公開セミナー「滋賀県野洲市のくらし支えあい条例の1年間を検証する」を実施しました。

2018年1月6日(土)午後、白金校舎で、「滋賀県野洲市のくらし支えあい条例の1年間を検証する」をテーマにして、消費生活相談フォローアップ講座を開催しました。

野洲市くらし支えあい条例は、2016年6月に制定され、同年10月から施行されました。この条例は、市役所の消費者行政と生活困窮者自立支援行政の2つの分野を束ねたもので、多くの特色があります。施行後1年余りが経過したのを機に、野洲市がどのような実践をしているのかを、同市の職員から話していただきました。

野洲市役所からは、市民生活相談課の生水裕美さんと久保田直浩さんのお二人をお招きしました。

くらし支えあい条例の5つの特色は以下のとおりです。

① 売り手よし、買い手よし、世間よしの「三方よし」経営を促進すること、

② 消費者トラブルの未然防止・拡大防止の取組みとして、全国初の「訪問販売事業者の登録制度」を実施し、580を超える事業者が登録していること、

③ 消費者トラブルに対する解決力を強化する取組みとして、行政手続法に導入された「処分等の求めを活用する」こと、

④ 生活困窮者への支援は、生活困窮者自立支援法の事業に加えて、「市役所の組織及び機能のすべてを挙げて生活困窮者の発見に努め、生活上の課題の解決も図る」こと、

⑤ 市内の団体・企業と「見守りネットワーク協定」を結ぶとともに「消費者安全確保地域協議会」を立ち上げて、異変発見、通報の仕組みを動かしていること。

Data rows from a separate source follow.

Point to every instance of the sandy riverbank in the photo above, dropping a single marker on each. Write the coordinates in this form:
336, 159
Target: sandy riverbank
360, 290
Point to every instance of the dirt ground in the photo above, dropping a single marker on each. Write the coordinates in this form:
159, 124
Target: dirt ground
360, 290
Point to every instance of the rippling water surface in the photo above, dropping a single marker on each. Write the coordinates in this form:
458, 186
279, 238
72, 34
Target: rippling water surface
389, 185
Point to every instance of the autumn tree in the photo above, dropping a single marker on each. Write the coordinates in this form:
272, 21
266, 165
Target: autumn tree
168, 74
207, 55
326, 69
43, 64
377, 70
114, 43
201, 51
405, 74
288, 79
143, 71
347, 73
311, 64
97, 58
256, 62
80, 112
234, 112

セミナーは、野洲市のお二人に対して、聞き手役の圓山茂夫(法学部准教授)が条例の内容と業務について細かく尋ねていき、途中で、コメンテーターの石戸谷豊さん(弁護士)、新保美香さん(社会学部教授)が質問をしたり解説をはさむ、という形式で進みました。

会場には、現在、消費者行政や社会福祉行政に携わっている約90人のほか、学生も多数参加しました。熱心にメモを取られ、最後は活発な質疑応答で締めくくりました。